SCOLIA 2026
The Second International Workshop on Scholarly Information Access
The Second International Workshop on Scholarly Information Access
SCOLIA 2026, the Second International Workshop on Scholarly Information Access, will take place at ECIR 2026 in Delft, The Netherlands. The aim of the SCOLIA (SChOLarly Information Access) workshop, following the successful BIR workshop series and SCOLIA 2025, is to bring together researchers and practitioners from Information Retrieval (IR), Natural Language Processing (NLP), and Scientometrics/Bibliometrics who are working on the analysis of scientific/scholarly documents. The workshop has a broader scope than the previous BIR workshop series. Bibliometrics and Scientometrics are concerned with all quantitative aspects of information and academic literature, which naturally make them interesting for IR research, in particular when it comes to academic search, recommendation, and other domains in which citations play a central role, for example, legal and patent retrieval.

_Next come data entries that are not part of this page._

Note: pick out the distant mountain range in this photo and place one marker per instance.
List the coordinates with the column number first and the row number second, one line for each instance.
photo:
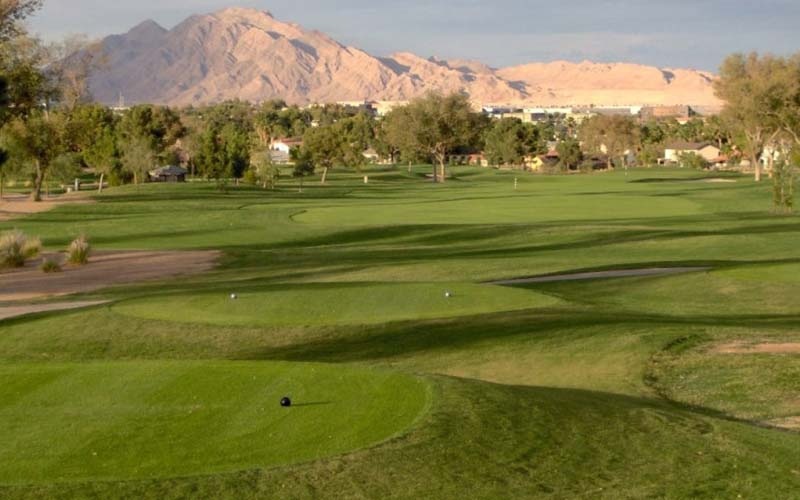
column 248, row 54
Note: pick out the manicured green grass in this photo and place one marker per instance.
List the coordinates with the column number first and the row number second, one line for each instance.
column 128, row 420
column 605, row 388
column 334, row 304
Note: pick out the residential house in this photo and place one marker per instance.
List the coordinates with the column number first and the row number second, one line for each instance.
column 169, row 173
column 285, row 145
column 706, row 150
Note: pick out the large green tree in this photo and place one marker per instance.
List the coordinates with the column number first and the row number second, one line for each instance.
column 745, row 85
column 91, row 131
column 613, row 135
column 506, row 142
column 36, row 140
column 441, row 125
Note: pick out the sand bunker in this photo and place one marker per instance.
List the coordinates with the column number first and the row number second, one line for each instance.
column 16, row 311
column 104, row 269
column 621, row 273
column 765, row 348
column 16, row 205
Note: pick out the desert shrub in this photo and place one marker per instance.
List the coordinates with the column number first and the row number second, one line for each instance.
column 78, row 251
column 51, row 266
column 16, row 248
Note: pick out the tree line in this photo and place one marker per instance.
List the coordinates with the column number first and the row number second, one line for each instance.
column 51, row 128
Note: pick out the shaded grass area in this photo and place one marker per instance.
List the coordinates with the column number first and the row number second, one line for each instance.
column 752, row 386
column 517, row 442
column 353, row 276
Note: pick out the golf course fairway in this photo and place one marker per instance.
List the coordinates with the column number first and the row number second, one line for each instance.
column 133, row 420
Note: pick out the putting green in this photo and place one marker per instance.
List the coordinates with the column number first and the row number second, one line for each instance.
column 335, row 304
column 133, row 420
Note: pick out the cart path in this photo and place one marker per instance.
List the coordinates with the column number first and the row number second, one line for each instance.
column 619, row 273
column 8, row 312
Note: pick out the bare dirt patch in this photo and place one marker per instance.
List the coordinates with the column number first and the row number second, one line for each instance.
column 104, row 269
column 17, row 205
column 9, row 312
column 764, row 348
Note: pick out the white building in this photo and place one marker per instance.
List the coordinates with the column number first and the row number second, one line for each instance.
column 707, row 151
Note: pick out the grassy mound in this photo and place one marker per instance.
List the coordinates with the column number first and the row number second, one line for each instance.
column 334, row 304
column 133, row 420
column 483, row 440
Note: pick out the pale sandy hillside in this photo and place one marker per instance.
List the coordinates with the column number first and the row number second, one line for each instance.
column 248, row 54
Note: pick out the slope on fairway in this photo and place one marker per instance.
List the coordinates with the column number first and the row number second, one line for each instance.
column 489, row 441
column 126, row 420
column 334, row 304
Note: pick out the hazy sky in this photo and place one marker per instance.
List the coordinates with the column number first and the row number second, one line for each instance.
column 667, row 33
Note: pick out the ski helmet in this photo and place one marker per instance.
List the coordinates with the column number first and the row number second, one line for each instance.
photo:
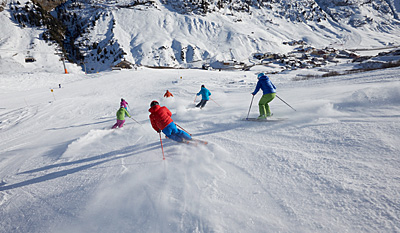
column 153, row 103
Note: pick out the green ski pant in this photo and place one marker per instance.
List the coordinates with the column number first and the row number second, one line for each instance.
column 263, row 104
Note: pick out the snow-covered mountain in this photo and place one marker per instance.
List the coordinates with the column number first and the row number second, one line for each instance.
column 330, row 166
column 181, row 33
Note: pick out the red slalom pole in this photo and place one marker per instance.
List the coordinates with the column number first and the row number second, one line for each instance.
column 162, row 148
column 183, row 129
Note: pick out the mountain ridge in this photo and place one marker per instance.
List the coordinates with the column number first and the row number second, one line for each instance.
column 185, row 34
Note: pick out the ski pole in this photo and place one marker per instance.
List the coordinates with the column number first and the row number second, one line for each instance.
column 250, row 107
column 135, row 120
column 215, row 102
column 183, row 129
column 162, row 148
column 285, row 102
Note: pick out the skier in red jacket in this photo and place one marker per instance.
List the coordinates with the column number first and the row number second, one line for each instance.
column 160, row 119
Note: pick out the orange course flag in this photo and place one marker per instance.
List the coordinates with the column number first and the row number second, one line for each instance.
column 168, row 94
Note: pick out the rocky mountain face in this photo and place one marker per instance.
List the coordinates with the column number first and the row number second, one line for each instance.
column 73, row 23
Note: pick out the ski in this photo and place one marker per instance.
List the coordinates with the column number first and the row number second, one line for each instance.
column 194, row 141
column 198, row 141
column 271, row 119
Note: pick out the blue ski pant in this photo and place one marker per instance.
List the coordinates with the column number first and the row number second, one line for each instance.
column 201, row 104
column 175, row 134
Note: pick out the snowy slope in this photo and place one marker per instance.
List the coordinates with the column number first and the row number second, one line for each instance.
column 331, row 167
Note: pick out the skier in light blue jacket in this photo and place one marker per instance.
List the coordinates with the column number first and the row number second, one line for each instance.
column 269, row 93
column 205, row 96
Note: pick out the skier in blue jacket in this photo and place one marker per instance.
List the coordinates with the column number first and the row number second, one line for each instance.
column 205, row 96
column 269, row 93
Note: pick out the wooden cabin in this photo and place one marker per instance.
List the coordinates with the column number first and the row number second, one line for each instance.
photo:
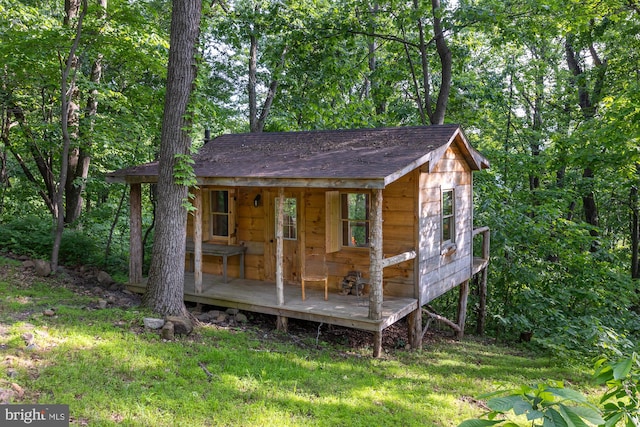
column 358, row 228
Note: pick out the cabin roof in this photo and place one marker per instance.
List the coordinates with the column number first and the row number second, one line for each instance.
column 361, row 158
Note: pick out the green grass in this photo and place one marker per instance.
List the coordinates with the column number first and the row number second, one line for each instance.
column 111, row 371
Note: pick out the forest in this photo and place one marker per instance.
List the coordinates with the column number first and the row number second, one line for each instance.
column 547, row 90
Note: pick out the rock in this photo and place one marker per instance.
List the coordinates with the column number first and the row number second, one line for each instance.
column 6, row 396
column 18, row 390
column 43, row 268
column 152, row 323
column 28, row 338
column 181, row 325
column 222, row 317
column 203, row 317
column 104, row 278
column 168, row 331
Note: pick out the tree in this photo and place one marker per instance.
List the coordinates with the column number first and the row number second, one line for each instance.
column 166, row 276
column 67, row 109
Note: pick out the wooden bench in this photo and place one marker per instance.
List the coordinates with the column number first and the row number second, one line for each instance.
column 224, row 251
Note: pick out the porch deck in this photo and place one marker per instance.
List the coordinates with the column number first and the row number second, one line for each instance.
column 260, row 297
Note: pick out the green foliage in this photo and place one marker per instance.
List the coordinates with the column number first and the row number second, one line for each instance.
column 112, row 371
column 545, row 404
column 33, row 237
column 621, row 402
column 29, row 236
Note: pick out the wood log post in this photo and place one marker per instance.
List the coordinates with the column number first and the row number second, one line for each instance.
column 197, row 241
column 375, row 257
column 375, row 267
column 281, row 322
column 462, row 307
column 482, row 305
column 414, row 328
column 135, row 234
column 377, row 343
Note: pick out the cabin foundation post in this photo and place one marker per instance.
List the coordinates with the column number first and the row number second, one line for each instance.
column 482, row 306
column 135, row 234
column 375, row 267
column 462, row 307
column 414, row 328
column 197, row 241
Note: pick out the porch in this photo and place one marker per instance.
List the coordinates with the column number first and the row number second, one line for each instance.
column 260, row 297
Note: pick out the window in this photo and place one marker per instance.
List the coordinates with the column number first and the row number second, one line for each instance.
column 219, row 213
column 354, row 209
column 448, row 216
column 290, row 220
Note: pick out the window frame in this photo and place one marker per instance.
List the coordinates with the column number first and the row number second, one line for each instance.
column 451, row 217
column 348, row 224
column 215, row 214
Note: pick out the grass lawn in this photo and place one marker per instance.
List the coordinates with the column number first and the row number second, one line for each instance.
column 111, row 371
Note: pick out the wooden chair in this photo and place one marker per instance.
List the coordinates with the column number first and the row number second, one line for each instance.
column 314, row 269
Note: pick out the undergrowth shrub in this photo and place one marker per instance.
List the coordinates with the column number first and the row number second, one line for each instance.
column 33, row 236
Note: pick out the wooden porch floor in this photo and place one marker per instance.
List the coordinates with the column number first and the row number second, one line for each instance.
column 260, row 297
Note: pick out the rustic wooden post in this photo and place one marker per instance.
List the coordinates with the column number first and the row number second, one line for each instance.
column 135, row 233
column 414, row 328
column 375, row 266
column 197, row 241
column 281, row 322
column 482, row 306
column 462, row 307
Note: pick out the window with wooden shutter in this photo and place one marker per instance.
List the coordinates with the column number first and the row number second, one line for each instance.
column 332, row 221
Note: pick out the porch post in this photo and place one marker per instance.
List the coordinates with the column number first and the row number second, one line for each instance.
column 279, row 246
column 281, row 321
column 375, row 266
column 197, row 240
column 135, row 234
column 462, row 307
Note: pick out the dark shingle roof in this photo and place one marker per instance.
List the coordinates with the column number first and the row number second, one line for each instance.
column 362, row 154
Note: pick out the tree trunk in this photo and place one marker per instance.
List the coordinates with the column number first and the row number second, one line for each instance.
column 66, row 90
column 166, row 276
column 80, row 157
column 635, row 232
column 437, row 118
column 257, row 121
column 253, row 100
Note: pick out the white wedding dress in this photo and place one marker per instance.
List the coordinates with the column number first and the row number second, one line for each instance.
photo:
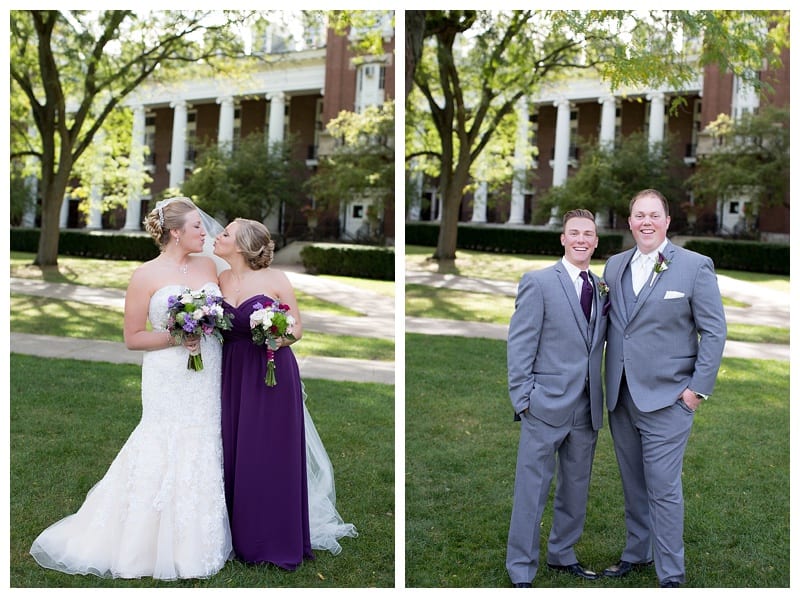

As a successor of the Bibliometric-enhanced IR (BIR) workshop series at ECIR the SCOLIA workshop recognises the growing importance of fields such as generative AI and NLP for both the Scientometrics and the IR communities. While maintaining the original focus on intersecting the fields of IR with Scientometrics/Bibliometrics, we open the discussion to invite works utilising advanced NLP and AI technologies for academic information access.
All dates are in Anywhere on Earth – AoE Time Zone
Workshop: 2nd April 2026
The SCOLIA (SChOLarly Information Access) workshop aims to bring together researchers and practitioners from Information Retrieval (IR), Natural Language Processing (NLP), and Scientometrics/Bibliometrics who are working on the analysis of scientific/scholarly documents. The SCOLIA workshop at ECIR is a half-day workshop.
Academic Information Access • Information Retrieval • Recommendation • Conversational Interfaces • Digital Libraries • Bibliometrics • Scientometrics • Natural Language Processing
SCOLIA addresses current research issues regarding the broad scope of scholarly information access in the age of retrieval-augmented generation (RAG) and GenAI. Submissions should discuss, but are not limited to, the following topics
Construction of scholarly information access systems for tasks such as search, recommendation, or conversational information access, e.g.,
Chatting with papers via chatbots
Bibliometric-enhanced IR
Finding relevant papers/authors for a literature review
Identifying expert reviewers for a given submission
Information extraction, text mining and parsing of scholarly literature
Recommendation of citations based on the context
Discourse modelling and argument mining
Retrieval-augmented Generation for LLM-enhanced academic search and recommendation
Challenges and opportunities for scholarly information access coming from GenAI and LLMs.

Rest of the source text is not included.